Let $a,b,c$ be the sides of a triangle in any random order and let $A,B,C$ be the angles opposite to these sides respectively. Let the inradius be $r$ and circumradius be $R$. In this question, it was proved that
$$ \frac{a}{A} + \frac{b}{B} \ge \frac{c}{C} \tag 1 $$
This is similar in form to the classical triangle inequality $a+b \ge c$ which made me wonder if the there exists a general inequality from which both follows. However, obvious suspects such as
$$ \frac{a}{A^x} + \frac{b}{B^x} \ge \frac{c}{C^x} \tag 2 $$ is false in general for $x \ne 0,1$ and I haven't been able to unify the classical triangle inequality with $(1)$ but I observed related inequality which seems to hold for all triangles from which the classical triangle inequality follows as a special case.

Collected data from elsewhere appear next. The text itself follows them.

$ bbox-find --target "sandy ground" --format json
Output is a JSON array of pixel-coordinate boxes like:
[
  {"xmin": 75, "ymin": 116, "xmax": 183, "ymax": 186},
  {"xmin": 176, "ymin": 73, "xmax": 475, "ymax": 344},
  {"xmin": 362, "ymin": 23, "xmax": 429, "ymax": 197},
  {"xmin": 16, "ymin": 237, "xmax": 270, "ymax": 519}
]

Conjecture 1: If $0 \le x \le 2\sqrt{2}/R$ then $$ \frac{a}{A^{rx}} + \frac{b}{B^{rx}} \ge \frac{c}{C^{rx}} $$
Conjecture 2: Let $m = \min(a,b,c)$ be the smallest side of the triangle. If $0 \le x \le 1/R$ then $$ \frac{a}{A^{mx}} + \frac{b}{B^{mx}} \ge \frac{c}{C^{mx}} $$
In both these conjectures, the classical triangle inequality corresponds to the case $x=0$. Can this be proved or disproved?